Scheufele's consulting portfolio includes work for DeepMind, PBS, the World Health Organization, the World Bank, and Porter Novelli, as well as various private philanthropies.

== Awards ==

Scheufele is an elected member of the German National Academy of Science and Engineering, the American Academy of Arts & Sciences, and a lifetime associate of the U.S. National Research Council. Scheufele is also an elected fellow of the American Association for the Advancement of Science, the International Communication Association, and the Wisconsin Academy of Sciences, Arts & Letters.
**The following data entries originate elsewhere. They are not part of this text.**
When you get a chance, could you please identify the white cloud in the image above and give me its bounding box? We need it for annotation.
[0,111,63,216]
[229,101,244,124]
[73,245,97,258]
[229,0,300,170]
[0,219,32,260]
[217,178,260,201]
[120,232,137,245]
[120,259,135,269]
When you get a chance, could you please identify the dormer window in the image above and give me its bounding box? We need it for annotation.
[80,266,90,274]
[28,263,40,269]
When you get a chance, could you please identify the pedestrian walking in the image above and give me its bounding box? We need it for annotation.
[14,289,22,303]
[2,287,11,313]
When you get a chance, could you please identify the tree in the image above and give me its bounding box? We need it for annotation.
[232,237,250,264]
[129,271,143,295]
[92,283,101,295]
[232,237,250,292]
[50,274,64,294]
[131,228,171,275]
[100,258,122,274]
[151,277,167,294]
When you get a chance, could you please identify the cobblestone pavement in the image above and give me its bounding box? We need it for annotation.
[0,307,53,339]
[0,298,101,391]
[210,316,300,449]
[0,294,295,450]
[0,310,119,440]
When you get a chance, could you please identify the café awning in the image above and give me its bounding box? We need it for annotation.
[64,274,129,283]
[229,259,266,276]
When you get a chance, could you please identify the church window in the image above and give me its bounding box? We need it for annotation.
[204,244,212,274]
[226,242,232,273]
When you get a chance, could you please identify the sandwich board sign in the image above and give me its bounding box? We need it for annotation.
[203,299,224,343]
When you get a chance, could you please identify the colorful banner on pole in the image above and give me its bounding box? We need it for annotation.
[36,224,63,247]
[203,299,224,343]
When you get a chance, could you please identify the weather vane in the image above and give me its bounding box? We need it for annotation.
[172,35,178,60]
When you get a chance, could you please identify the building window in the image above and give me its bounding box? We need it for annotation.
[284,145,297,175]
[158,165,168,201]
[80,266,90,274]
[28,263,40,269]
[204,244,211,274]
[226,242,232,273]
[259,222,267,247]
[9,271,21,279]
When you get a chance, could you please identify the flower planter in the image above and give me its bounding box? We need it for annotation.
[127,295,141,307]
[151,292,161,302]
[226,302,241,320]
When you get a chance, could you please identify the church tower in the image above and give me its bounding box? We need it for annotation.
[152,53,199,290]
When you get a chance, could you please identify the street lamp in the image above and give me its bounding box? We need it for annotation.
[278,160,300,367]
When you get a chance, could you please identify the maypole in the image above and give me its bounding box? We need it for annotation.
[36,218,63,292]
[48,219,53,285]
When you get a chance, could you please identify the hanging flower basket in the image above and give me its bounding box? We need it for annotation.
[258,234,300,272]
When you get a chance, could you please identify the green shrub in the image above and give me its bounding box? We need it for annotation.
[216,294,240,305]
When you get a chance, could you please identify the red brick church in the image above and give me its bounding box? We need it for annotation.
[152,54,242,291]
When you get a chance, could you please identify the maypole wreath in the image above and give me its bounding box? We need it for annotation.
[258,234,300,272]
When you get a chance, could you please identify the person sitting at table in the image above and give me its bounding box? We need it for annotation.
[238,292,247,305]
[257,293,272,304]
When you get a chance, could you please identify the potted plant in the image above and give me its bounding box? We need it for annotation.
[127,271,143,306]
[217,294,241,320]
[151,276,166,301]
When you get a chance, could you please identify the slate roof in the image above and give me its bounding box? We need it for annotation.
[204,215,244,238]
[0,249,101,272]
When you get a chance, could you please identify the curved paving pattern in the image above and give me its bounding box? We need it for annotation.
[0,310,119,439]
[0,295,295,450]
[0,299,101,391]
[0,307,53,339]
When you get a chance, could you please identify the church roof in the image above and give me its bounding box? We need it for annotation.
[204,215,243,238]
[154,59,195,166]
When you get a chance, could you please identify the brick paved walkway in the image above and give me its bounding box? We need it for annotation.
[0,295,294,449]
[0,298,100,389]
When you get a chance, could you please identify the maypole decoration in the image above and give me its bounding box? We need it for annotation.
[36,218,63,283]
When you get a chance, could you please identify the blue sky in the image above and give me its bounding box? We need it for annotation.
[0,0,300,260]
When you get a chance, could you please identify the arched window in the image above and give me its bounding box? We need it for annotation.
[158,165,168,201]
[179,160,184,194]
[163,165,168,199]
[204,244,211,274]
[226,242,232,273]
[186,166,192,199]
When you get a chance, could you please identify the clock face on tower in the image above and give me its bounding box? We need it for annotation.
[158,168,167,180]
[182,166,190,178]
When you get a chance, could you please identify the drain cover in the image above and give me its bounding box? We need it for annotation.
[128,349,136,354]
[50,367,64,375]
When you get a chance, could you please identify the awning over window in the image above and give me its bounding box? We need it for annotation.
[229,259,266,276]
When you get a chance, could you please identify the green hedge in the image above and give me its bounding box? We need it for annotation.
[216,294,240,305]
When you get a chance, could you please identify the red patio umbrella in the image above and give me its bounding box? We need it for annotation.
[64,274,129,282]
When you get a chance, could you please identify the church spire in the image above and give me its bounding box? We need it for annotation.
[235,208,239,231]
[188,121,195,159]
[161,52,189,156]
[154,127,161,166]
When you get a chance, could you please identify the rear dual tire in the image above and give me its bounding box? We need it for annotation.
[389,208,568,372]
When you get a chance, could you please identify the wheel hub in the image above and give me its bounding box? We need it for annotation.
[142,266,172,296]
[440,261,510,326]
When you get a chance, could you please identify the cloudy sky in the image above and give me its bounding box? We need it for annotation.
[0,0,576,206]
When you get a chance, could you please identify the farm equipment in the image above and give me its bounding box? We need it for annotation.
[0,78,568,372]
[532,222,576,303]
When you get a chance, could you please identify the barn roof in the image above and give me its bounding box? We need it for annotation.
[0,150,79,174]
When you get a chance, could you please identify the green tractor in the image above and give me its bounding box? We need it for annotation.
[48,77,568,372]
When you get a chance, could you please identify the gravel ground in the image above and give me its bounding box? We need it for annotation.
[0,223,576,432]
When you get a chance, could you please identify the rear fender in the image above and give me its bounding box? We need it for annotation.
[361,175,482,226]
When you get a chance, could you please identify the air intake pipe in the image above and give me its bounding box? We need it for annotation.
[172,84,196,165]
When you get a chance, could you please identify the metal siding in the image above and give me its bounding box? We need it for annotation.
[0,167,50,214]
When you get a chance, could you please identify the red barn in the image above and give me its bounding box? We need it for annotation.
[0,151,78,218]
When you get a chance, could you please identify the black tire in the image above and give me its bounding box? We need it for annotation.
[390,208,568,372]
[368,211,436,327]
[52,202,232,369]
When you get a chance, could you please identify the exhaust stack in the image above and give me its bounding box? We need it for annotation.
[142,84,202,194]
In 2024, he was named Harold Lasswell Fellow by the American Academy of Political and Social Science. and also received the Hilldale Award for distinguished contributions to teaching, research, and service in the social sciences at UW–Madison.

He has won teaching awards from both universities at which he has held tenured appointments, including the Cornell University College of Agriculture and Life Sciences Young Faculty Teaching Award, the University of Wisconsin-Madison Chancellor's Distinguished Teaching Award, and the University of Wisconsin–Madison College of Agricultural and Life Sciences Spitzer Excellence in Teaching Award, as well as the Association for Education in Journalism and Mass Communication's Krieghbaum Under-40 and MC&S Promising Professor awards.